Reach had an audience of 40 million monthly unique users in December, according to Comscore. But just 98% of that audience is anonymous and hasn’t consented to share personal information with the publisher. That’s a problem for growing digital advertising revenue when the end of the third-party cookie is nigh and regulators are tightening the vice around privacy.
More registered users will let Reach tailor content, products and ads to people based on behavior and demographics like location to increase display advertising yields.
“The old trope that free content is not valuable or in demand, we just don’t believe in that,” said Reach CEO Jim Mullen. “We’re seeing huge demand, so much so that we’re asking people for one piece of information and we will send them what they are interested in.”
Reach publishes a lot of content — around 3,000 articles a day — registering an email address means it will send people tailored content in topics like football, parenting, travel, pets or the environment. Reach’s local news aggregator In Your Area has 2.5 million users sharing their address for local content, although it doesn’t share how many people have registered an email address for that service.
When a reader signs up to a newsletter, uses In Your Area and the app, Reach will gather data like reader interests, address, salary and house value estimates, commuting preference, device and details like intent or hobbies.
This additional information opens up a number of revenue avenues. Reach is banking on more relevant content increasing readers’ time on the page. More personal data will improve audience segmentation, particularly in a post-cookie world. Both of these will help grow display advertising yields. New content verticals will lead to more sponsored content opportunities. Outside of advertising, the publisher forecasts that registrations will grow revenue through premium app purchases, affiliate revenue and business-to-business ventures. Mullen was unable to detail exactly what the revenue diversification split will be by 2022.
“Their argument is that 2% of their audience is registered compared to 90% of tech companies, so their 7 million aim — roughly 15% of their total audience — is ambitious for a tight timescale,” said Alice Pickthall, senior media analyst at Enders Analysis.

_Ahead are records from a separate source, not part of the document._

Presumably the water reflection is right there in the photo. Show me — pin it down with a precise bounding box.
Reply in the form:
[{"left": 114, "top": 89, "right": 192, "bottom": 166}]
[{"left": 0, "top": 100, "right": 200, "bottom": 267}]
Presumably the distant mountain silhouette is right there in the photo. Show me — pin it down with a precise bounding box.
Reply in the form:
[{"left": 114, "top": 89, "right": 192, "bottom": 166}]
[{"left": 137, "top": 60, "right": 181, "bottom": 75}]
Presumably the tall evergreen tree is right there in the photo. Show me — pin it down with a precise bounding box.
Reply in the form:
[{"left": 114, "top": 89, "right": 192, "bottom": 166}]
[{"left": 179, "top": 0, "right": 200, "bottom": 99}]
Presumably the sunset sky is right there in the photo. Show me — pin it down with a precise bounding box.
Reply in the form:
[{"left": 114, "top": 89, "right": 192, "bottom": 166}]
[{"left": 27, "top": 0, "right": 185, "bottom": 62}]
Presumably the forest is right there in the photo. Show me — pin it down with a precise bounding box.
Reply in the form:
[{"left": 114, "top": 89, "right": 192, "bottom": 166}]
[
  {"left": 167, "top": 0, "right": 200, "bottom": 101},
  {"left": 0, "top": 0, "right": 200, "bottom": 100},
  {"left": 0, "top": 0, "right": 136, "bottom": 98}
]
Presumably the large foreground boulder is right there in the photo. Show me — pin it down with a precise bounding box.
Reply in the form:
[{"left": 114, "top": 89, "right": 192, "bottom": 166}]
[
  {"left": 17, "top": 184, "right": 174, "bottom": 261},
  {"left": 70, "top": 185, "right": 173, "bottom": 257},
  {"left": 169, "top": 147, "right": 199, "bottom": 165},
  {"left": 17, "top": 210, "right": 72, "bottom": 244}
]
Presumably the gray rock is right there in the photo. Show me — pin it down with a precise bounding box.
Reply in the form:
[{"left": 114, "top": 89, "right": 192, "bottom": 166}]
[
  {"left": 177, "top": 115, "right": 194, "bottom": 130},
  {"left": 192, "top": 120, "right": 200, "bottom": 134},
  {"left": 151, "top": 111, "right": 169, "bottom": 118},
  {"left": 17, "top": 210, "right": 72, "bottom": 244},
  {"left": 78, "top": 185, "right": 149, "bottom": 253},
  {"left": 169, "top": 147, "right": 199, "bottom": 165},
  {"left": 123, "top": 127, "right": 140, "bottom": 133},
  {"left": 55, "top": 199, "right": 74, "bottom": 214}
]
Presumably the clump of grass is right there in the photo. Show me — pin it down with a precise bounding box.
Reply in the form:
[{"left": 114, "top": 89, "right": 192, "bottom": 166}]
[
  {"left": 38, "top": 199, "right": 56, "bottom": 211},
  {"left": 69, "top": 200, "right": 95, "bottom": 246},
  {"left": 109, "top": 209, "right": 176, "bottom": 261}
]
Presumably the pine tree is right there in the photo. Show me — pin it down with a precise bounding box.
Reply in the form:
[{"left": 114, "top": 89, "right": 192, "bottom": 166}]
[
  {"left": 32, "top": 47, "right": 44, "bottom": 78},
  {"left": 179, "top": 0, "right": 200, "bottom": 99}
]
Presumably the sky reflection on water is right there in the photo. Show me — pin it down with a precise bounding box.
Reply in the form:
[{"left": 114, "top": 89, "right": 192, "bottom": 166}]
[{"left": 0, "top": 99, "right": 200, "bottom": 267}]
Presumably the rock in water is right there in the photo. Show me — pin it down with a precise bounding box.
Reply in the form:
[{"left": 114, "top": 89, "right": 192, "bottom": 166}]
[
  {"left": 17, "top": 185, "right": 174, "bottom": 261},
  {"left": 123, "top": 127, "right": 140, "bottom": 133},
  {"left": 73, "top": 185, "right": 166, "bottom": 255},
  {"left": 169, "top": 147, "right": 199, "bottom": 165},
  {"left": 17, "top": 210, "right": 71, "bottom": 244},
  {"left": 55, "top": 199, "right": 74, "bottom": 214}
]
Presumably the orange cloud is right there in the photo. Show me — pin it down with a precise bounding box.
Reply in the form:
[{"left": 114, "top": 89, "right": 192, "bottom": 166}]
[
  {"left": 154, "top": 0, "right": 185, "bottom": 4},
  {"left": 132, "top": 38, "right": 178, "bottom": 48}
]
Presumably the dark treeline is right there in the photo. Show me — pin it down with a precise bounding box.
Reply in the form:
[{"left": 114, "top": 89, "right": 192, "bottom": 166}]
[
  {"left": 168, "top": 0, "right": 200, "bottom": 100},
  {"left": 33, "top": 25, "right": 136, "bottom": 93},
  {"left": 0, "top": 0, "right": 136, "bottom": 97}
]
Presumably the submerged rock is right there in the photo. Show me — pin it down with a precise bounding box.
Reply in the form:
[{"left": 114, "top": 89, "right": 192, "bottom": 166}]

Having a patchwork readership across over 25 brands is less valuable than on one title, writes media analyst Colin Morrison. Like all publishers, Reach would struggle to offer the same granular audience targeting as the platform walled gardens do.
“Yields are small,” said media analyst and senior adviser at Trillium Partners Alex DeGroote, “local display doesn’t bring with it the big budgets that nationwide funnels like Facebook will.”
Mullen is bullish on the prospect of local news, saying “another trope we want to bust is that regional news is dead. It’s not.”
Reach has been accused of previously “sleepy” digital strategies, leaving the company more reliant on increasing cover prices of its print product while the circulation has fallen, according to Morrison. Popular national title the Mirror has increased its price by 75% and lost 50% of sales over the last five years. And years of chasing digital advertising revenues has created a chasm between the publisher and its readers, the same ones it now needs to ask for registration details.
Mullen, appointed in August 2019 and former CEO of gambling firm Ladbrokes, brings digital marketing expertise. The early signs of success emerged in its earnings report last week. Revenue for 2019 was £702.5 million ($908.5 million), 5% down year-on-year. Although the £153.4 million ($198.4 million) operating profit was up, advertising was 19% down. And the majority of revenue still comes from print with only £107 million ($138.4 million) from digital, but the growth from last year is more encouraging.
“Fifteen percent digital revenue intuitively feels low,” said DeGroote. “But they are starting from an immense heritage in print products, 17% year-on-year digital growth rate is a healthy performance.”